By the time we went to the Medina, we weren’t quite ready to be transported to medieval times. We entered through one of the imposing gates of the walled city with the distinctive Moroccan tiles and found ourselves in a labyrinth of alleys comprising the old city. From the gate, we walked towards the Chaouwara tanneries. I was so looking forward to this, deeming it the highlight of today’s tour of Fes. But we were taken to this shop with a rooftop overlooking the tanneries instead. Problem is it was an obstructed view owing to some buildings being built between this rooftop and where the tanning action is. I am sure there were better vantage points. But then again, we visited at a time when the colors are not as vibrant, perhaps even dull. Well. At least the shop is brimming with colors and many trinkets competing for one’s attention. One of the boys bought a shisha here. Me? There was a man who hounded me all around the maze-like quarters of the Medina that I ended up buying bracelets and other trinkets from him.
This I need to say. We had a most interesting guide. Ahmed is his name. Soon after he has said his spiel, he would pause and stare at you. For some reason, I found him staring at me all the time. I would almost mechanically nod in agreement or approval before he continued with his spiel. We were a team! 😄 Honestly though, we wouldn’t have found our way back or out of the Medina if not for this old character. His hoarse voice made me want to cough to clear my throat the whole time we were meandering around those alleys. I am truly impressed he didn’t lose anyone of us inside the walled city.
You think Oxford or Sorbonne is the world’s oldest, still functioning university? Not so, in Ahmed’s and Guinness books! The Kairaouine Mosque & University claims that spot. The complex is the intellectual, cultural and spiritual core of Fes, even Morocco itself. It is housed right in the mother of all Medinas dating from the 9th century. While dodging donkeys, cats and carts, you can smell spices as well as bread baking in corner bakeries. Ahmed said most households still make their own bread and bring them to neighborhood bakeries to be baked in their ovens. Ahmed repeated more than once, a Medina has 5 essential elements : a mosque, a school, a hammam, a bakery , a market or souks. Hmmmm, I guessed the 5th one.

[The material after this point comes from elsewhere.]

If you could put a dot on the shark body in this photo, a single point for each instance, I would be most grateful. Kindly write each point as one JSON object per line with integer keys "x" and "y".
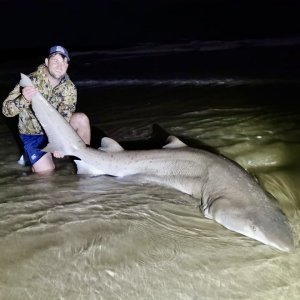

Sorry, Ahmed, can’t recall. 😪
There was a time when Fes recently experienced a boost in its economy owing to foreigners snatching up riads to convert to boutique hotels & restaurants. I am not surprised. Ahmed showed us one riad, crumbling and abandoned. It looked like it was ready to fall apart. The courtyard was strewn with derbis and dying plants. Reminded me of a scene in Hotel Marigold 😜 We stayed awhile until we remembered we hardly even have cash to buy an authentic Moroccan carpet. So out in the maze-like alleys once more!
I like Fes and I enjoyed the vibe there. Love the old world charm, the chaos, the authenticity of this thriving medieval city. I wouldn’t wish to live here but I would certainly remember Fes as a unique feast for the senses. It is not one to be seen. It must be experienced. Intoxicating Fes!